Senza negare la necessità di una partecipazione attiva dei pazienti nella cura dell’obesità, la pratica clinica e la ricerca indicano la necessità di intervenire considerando una pluralità di fattori: genetici, epigenetici, ambientali, psicologici e comportamentali.

L’obesità non può essere considerata un solo fatto biologico o mentale ed è per questo che l’intervento elettivo, in ambito sanitario, è quello multidisciplinare.

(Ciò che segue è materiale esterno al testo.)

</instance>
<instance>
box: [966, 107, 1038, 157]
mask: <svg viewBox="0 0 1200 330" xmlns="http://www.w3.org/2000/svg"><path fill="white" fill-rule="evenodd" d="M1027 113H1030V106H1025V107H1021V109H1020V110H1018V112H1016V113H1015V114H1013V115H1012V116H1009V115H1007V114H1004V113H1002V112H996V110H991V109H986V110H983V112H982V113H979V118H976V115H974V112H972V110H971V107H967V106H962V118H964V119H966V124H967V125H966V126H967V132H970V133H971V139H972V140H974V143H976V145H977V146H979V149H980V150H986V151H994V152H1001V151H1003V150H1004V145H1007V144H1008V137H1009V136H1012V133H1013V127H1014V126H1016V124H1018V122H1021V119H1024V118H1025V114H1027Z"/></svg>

In particolare, per quanto riguarda la psicologia, va segnalato un disturbo, ora riconosciuto dal DSM-5 (Manuale diagnostico e statistico dei disturbi mentali), il Binge Eating Disorder (Disturbo delle abbuffate compulsive) che spesso correla con l’obesità e che richiede un intervento specifico.

E ancora la psicologia ha dato e può dare un contributo sulla necessità di non stigmatizzare l’obesità in quanto la mancanza di “rispetto” porta a un aggravamento della patologia».

«Complessivamente mi sembra un articolo che stigmatizza il paziente obeso come unico colpevole della sua condizione», aggiunge Massimo Scacchi, Direttore U.O. Endocrinologia e Malattie del Metabolismo di Auxologico Piancavallo, «dimenticandosi della complessità della patogenesi di tale malattia».

«È opportuno ricordare che l’iperalimentazione che caratterizza l’obeso», spiega Cecilia Invitti, direttore del Centro e del laboratorio di ricerche sull’obesita - Auxologico Ariosto «è spesso espressione di alterazione dei neurotrasmettitori che regolano la fame di origine in parte genetica ed in parte conseguente all’ambiente.

Questo è il motivo per cui negli stati Uniti e anche in Italia l’obesità è considerata una malattia cronica. Purtroppo come tutte le malattie croniche non guarisce ma può essere prevenuta e possono essere tenute sotto controllo le dannose conseguenze cliniche».